Bron: Maandblad van de Vlaamse Imkerbond
Jaargang: 89
Jaar: 2003
Maand: Januari
Auteurs: L. Eerselmans
HOE BEPERKEN WE HET VERVLIEGEN VAN ONZE BIJEN
De veronderstelling dat bijen zien, zoals wij dat doen, is niet juist. Ze is de oorzaak van onze verkeerde opvattingen inzake de opstelling en de herkenning door de bijen van hun kasten op onze standen. Zich vergissende en vervliegende bijen zijn er het gevolg van. Kunnen we dat voorkomen of verhelpen?
Vervliegen heeft vervelende gevolgen
In de natuur komt het niet voor dat bijenvolken hun behuizing vlak bij elkaar kiezen, netjes op een rij, zij aan zij, zoals ze in onze bijenhal opgesteld staan. Massaal vervliegen is dan ook een typisch uitvloeisel van de wijze waarop mensen bijen houden. Het verschijnsel doet zich des te intenser voor naarmate de opstelling van de kasten eenvormiger is en de herkenning van hun nest voor de bijen moeilijker wordt. Concreet heeft het vervliegen een aantal vervelende gevolgen die we in vier rubrieken kunnen onderbrengen.
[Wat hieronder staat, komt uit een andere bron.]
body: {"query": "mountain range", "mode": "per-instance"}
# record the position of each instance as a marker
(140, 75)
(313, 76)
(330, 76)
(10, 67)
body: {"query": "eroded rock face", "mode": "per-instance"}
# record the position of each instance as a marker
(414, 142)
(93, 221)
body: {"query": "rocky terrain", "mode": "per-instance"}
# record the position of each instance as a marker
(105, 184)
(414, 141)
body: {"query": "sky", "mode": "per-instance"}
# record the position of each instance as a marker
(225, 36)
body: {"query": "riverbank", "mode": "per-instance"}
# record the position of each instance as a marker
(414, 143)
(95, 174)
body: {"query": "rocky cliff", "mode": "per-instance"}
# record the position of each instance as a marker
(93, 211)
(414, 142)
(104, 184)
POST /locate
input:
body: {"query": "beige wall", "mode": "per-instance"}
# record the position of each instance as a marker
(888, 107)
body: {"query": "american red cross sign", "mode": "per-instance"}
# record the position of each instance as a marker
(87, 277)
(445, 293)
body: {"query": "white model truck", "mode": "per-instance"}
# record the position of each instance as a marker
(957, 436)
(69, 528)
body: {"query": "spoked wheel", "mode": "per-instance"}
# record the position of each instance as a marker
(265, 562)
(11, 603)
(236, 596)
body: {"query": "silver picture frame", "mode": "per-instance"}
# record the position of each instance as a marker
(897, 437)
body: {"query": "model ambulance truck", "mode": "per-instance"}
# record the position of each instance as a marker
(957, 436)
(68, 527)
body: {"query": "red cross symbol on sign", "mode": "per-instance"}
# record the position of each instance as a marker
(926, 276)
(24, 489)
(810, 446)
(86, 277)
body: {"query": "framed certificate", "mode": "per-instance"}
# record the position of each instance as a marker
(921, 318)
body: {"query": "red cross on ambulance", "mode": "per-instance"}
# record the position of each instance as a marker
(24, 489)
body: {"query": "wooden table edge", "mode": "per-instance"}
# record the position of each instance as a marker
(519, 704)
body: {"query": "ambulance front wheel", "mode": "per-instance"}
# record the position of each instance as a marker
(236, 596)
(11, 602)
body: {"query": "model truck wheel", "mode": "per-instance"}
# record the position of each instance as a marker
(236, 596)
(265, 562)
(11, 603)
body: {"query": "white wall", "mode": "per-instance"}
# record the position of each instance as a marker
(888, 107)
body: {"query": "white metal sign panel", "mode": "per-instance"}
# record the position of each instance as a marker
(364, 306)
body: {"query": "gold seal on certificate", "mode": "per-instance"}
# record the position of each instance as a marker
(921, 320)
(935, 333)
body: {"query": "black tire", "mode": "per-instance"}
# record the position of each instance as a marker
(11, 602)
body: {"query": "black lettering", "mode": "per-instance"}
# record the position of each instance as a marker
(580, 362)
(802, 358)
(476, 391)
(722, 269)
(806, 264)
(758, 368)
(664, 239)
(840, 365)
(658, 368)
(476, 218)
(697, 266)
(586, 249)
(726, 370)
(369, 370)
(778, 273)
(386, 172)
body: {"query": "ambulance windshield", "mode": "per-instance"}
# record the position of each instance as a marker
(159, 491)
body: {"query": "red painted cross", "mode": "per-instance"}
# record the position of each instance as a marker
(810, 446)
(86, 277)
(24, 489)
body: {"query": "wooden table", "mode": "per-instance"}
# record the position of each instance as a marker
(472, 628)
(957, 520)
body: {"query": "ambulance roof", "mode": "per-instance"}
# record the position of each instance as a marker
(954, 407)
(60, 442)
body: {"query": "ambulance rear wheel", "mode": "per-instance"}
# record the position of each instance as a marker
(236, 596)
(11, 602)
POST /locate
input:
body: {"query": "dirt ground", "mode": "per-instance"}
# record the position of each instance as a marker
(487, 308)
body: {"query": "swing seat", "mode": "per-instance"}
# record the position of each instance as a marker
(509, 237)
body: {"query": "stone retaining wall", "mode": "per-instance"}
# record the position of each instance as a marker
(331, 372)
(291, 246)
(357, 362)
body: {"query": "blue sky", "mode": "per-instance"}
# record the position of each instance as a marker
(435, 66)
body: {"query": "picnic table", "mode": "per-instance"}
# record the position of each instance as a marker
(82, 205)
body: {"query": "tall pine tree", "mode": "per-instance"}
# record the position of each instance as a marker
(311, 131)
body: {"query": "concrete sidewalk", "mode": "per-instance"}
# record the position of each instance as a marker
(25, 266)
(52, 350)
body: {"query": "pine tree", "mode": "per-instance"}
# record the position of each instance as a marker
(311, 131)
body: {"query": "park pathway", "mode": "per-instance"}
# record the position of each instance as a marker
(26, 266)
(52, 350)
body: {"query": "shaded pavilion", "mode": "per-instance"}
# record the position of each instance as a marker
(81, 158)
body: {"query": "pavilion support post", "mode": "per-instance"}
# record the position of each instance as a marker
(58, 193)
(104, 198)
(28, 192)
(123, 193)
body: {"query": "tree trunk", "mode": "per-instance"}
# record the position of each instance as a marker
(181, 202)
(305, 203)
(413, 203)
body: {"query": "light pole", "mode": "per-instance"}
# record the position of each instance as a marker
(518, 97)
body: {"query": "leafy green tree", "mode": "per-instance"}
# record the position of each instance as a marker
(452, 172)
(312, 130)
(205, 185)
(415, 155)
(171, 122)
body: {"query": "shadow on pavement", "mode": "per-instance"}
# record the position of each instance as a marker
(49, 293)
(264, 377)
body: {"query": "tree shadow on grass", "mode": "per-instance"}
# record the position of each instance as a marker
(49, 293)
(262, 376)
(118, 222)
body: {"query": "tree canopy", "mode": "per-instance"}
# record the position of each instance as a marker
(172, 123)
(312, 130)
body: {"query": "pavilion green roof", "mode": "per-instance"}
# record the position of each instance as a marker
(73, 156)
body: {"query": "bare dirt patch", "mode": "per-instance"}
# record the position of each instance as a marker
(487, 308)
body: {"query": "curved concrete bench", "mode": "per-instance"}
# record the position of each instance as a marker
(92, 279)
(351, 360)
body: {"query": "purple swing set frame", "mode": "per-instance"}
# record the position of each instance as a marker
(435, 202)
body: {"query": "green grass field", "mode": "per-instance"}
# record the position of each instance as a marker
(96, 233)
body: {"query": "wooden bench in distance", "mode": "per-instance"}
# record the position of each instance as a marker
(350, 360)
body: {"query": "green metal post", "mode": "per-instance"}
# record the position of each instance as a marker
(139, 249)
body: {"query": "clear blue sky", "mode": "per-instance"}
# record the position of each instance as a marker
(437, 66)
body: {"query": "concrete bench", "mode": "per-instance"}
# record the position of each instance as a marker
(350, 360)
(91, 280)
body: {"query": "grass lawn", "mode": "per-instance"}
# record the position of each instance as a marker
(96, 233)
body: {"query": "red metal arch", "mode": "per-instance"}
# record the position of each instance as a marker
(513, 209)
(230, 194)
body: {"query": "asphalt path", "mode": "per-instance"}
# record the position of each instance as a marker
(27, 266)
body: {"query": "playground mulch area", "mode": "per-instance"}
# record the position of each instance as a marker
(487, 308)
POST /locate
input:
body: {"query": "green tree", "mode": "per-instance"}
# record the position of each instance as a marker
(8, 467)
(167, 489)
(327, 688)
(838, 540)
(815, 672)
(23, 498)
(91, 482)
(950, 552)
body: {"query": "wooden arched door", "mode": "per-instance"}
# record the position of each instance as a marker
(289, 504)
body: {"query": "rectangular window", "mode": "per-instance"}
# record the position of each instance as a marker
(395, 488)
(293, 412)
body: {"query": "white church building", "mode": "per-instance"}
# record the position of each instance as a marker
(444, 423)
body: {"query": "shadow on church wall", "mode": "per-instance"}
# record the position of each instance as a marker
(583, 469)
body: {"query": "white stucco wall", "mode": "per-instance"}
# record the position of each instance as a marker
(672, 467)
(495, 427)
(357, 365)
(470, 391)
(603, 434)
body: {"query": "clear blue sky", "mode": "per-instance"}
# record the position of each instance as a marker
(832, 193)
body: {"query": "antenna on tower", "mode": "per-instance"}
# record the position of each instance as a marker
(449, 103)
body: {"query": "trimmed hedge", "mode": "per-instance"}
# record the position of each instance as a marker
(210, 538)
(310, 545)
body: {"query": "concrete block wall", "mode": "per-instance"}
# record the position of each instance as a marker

1. Verlies van koninginnen
K. von Frisch citeert het voorbeeld van de monniken van de abdij van St.-Odile in Beieren, die zestien van 21 koninginnen verloren op hun terugkeer van de bruidsvlucht. Nadat de paringskastjes in een bijenvriendelijk kleurtje werden gezet en verschillend werden georiënteerd, bedroeg het verlies nog slechts drie op 42.
2. Verlies van bijen
Kasten die op de uiteinden van een aaneengesloten rij staan opgesteld, zullen de meeste vervliegers aantrekken. In het voorjaar lokken sterk voorspelende volken veel werksters uit het naaste buurvolk, mee naar binnen. Dit laatste kan hierdoor ernstig verzwakken, doordat het broednest niet meer op temperatuur kan gehouden worden, precies op het ogenblik van het jaar dat daartoe de grootste behoefte bestaat.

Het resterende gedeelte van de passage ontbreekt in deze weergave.